1. An automotive shock absorber characterized by comprising:

a reserve tube (30);

the working cylinder (50) is arranged in the oil storage cylinder (30), the upper part of the working cylinder (50) is connected with the upper part of the oil storage cylinder (30) through a connecting piece (20), and the bottom of the working cylinder (50) is provided with a bottom valve (70);

the piston rod (10) is movably arranged in the working cylinder (50), a piston valve (90) is arranged at the bottom of the piston rod (10), and the piston rod (10) is coaxial with the working cylinder (50);

the buffer device (60) is arranged in the middle of the piston rod (10), the buffer device (60) comprises a pair of shaft sleeves (61), a pair of disc springs (62), an upper compression piece (63), a spring (65), a lower compression piece (67) and a floating sleeve (64), the pair of shaft sleeves (61) are welded on the piston rod (10) at intervals, the pair of disc springs (62) are sleeved on the piston rod (10) and located between the pair of shaft sleeves (61), the upper compression piece (63) is sleeved on the piston rod (10) and the top end of the upper compression piece abuts against the disc spring (62) on the upper portion, the lower compression piece (67) is sleeved on the piston rod (10) and the lower end of the lower compression piece abuts against the disc spring (62) on the lower portion, the spring (65) is arranged between the upper compression piece (63) and the lower compression piece (67), and the floating sleeve (64) is arranged on the upper compression piece (63) and the lower compression piece (67) in a floating manner;

the floating sleeve (64) comprises an attaching part (641) and an inner concave part (642), the attaching part (641) is positioned above the inner concave part (642), a plurality of fine oblique flow channels (643) and a plurality of coarse oblique flow channels (644) are further arranged on the floating sleeve (64), the fine oblique flow channels (643) are obliquely arranged in the middle of the body (68) of the floating sleeve (64), and the coarse oblique flow channels (644) are obliquely arranged on the fixed disc (69) of the floating sleeve (64);

the buffer device (60) further comprises a free steel ring (66), and the free steel ring (66) is movably arranged between the lower compression piece (67) and the floating sleeve (64);

a fixed steel ring (631) is arranged at the lower part of the upper compression piece (63), and the fixed steel ring (631) can be abutted against the attaching part (641);

the periphery of the lower compression piece (67) is provided with a concave part (671), and the free steel ring (66) can abut against the concave part (671) or the inner concave part (642).
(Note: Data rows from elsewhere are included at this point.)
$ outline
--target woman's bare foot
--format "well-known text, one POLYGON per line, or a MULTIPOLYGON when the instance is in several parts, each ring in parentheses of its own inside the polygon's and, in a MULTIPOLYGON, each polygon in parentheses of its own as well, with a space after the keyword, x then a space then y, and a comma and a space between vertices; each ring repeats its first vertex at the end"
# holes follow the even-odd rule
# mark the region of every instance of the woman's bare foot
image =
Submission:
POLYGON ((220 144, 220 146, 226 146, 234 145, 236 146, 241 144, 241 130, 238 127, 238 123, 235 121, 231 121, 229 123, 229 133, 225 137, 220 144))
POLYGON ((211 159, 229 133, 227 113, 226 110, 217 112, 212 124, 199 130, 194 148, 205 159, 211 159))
2. Shock absorber according to claim 1, wherein an annular chamber (100) is formed between the lower inner wall of the body (68) and the piston rod (10).

3. The shock absorber as set forth in claim 2 wherein a first flow passage (110) is formed between the central inner wall of the body (68) and the lower compression member (67).
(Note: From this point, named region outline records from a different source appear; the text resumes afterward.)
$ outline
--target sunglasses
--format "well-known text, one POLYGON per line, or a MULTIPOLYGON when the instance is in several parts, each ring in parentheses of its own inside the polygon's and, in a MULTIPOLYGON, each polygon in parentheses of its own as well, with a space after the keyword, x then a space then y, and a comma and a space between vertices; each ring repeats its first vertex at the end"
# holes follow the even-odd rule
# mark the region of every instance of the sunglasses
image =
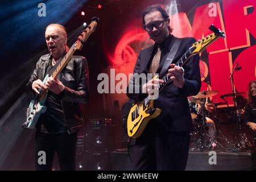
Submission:
POLYGON ((155 21, 152 23, 148 23, 148 24, 147 24, 147 26, 144 26, 144 29, 147 32, 150 32, 153 30, 154 27, 155 27, 156 28, 160 28, 160 27, 163 27, 163 23, 166 20, 166 19, 164 19, 163 20, 155 21))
4. The shock absorber as set forth in claim 3, wherein a second flow passage (120) is formed between an upper inner wall of the body (68) and the upper compression member (63).

5. The shock absorber as set forth in claim 4 wherein said inner recess (642) forms an upper flow channel (101) with said free steel ring (66) and said recess (671) forms a lower flow channel (102) with said free steel ring (66).